4/01/2011

O anel



A mesa estava desviada do centro da sala, bem próxima da janela como se espreitasse a vida que corria nas imagens cinzentas a quem alguém havia dado o nome de rua. No resto da casa ecoava o som oco dos sapatos do homem que andava de forma pausada beijando o chão em vez de o tocar realmente. Sobre a mesa uma toalha de linho decorada com flores azuis a ponto cadeia, onde o homem veio a colocar depois duas chávenas de chá. Sentou-se; sentou-se na cadeira que ficava em frente à janela. Verteu o chá nas duas chávenas. Serviu o açúcar e demorou-se no gesto de fazer circular a colher no líquido amarelado que tinha cheiro de camomila e tílias a combinar com o amarelo e azul das chávenas. Num gesto que me pareceu frequente, dada a rapidez do movimento, retirou o anel da mão esquerda e fê-lo mergulhar no líquido, alterando o som da música na chávena ao qual se juntou o som do metal a abraçar a porcelana. Pousou a colher. Nesse entretanto, falou da casa, das coisas da casa, das flores que nasciam no jardim mais rápido que em anos anteriores, falou da roupa engomada em cima da cama e da morte do gato e da saudade que lhe deixou a morte do gato, falou da morte e da vontade de morrer e de encontrar na morte quem se deixa de ver em vida. Bebeu um golo de chá, e depois continuou a falar dos filhos, do frio da manhã, do tremor das pernas que aumentava na proporção das horas do dia, falou da televisão e das coisas que acontecem na televisão por acontecerem no mundo. Demorou-se na conversa. Bebeu o chá todo. No fim, meteu o anel debaixo da língua sentindo o frio do metal a entrar-lhe no corpo, a gelar-lhe o sangue que circula por todo o lado sem ir a lugar algum a não ser ao coração.

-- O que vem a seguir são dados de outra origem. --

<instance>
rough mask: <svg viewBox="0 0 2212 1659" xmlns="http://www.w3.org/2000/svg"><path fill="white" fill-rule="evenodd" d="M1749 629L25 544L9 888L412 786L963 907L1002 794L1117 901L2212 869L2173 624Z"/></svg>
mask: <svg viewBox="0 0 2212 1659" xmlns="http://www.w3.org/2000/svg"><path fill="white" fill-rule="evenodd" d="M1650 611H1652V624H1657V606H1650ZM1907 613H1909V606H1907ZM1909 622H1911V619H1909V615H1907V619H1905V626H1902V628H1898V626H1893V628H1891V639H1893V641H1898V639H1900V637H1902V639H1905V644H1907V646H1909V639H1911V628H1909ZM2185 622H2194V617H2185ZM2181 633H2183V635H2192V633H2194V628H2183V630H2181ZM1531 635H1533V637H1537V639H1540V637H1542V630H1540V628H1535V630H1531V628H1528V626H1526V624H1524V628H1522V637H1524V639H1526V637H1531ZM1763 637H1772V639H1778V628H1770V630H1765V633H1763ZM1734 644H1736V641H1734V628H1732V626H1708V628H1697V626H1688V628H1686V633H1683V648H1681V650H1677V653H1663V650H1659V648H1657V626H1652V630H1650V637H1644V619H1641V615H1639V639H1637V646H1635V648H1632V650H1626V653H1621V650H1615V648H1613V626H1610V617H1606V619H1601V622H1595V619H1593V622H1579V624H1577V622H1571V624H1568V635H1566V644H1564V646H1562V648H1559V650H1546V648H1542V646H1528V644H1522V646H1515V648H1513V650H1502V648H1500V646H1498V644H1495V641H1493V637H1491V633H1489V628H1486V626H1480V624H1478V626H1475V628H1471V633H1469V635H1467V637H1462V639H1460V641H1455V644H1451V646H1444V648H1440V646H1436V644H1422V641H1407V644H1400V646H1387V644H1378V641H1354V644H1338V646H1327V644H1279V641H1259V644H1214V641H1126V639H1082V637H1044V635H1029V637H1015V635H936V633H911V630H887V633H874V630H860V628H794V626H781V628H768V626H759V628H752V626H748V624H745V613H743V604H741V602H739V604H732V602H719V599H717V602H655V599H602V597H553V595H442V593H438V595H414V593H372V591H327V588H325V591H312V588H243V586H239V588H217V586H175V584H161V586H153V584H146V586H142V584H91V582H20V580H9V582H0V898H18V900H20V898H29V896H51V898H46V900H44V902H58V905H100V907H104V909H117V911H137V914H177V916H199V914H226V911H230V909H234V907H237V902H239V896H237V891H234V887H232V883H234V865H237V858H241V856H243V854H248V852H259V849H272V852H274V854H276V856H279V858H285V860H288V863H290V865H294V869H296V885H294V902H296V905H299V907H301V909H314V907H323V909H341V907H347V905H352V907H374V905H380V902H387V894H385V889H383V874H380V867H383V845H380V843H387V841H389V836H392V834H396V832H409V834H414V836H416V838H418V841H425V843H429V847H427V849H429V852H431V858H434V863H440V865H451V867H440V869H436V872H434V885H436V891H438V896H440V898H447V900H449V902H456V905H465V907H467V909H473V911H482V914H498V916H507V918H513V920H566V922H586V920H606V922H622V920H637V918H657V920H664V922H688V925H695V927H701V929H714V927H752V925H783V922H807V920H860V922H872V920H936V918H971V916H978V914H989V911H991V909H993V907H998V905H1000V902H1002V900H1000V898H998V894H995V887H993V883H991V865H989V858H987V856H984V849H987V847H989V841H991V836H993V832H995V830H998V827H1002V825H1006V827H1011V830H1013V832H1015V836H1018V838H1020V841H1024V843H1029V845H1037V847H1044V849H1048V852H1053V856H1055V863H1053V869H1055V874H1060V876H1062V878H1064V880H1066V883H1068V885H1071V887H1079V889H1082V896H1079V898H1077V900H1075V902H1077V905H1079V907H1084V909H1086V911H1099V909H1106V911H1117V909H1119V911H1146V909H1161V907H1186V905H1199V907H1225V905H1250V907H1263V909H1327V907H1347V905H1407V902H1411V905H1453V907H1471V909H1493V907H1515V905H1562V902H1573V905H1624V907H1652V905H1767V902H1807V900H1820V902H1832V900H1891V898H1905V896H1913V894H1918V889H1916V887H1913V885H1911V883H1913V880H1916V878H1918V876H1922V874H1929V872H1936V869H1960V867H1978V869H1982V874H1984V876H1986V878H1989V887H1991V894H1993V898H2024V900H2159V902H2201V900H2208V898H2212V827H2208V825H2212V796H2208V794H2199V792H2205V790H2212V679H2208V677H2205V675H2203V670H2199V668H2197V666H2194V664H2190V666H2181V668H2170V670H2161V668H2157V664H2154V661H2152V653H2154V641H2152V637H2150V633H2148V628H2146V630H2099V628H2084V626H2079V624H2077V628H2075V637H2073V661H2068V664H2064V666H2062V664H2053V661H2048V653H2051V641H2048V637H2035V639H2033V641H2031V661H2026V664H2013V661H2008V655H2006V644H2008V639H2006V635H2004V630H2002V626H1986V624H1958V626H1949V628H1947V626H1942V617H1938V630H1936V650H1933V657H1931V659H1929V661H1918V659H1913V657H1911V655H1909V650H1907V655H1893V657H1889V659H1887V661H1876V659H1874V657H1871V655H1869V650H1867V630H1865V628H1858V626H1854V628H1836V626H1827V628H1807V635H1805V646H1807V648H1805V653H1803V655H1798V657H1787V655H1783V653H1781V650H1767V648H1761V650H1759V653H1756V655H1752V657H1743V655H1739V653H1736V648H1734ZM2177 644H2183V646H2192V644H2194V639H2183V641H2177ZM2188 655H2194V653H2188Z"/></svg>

Depois disse, como se falasse a um fantasma, ou a quem existe sem ser corpo e sem ser fantasma, o amor não morre com a morte e eu amo-te todos os dias. No fim retirou a mesa, mas antes perguntou não bebes o chá? Na ausência da resposta levantou a mesa e o som oco dos sapatos fez-se soar, mais uma vez, pela casa toda.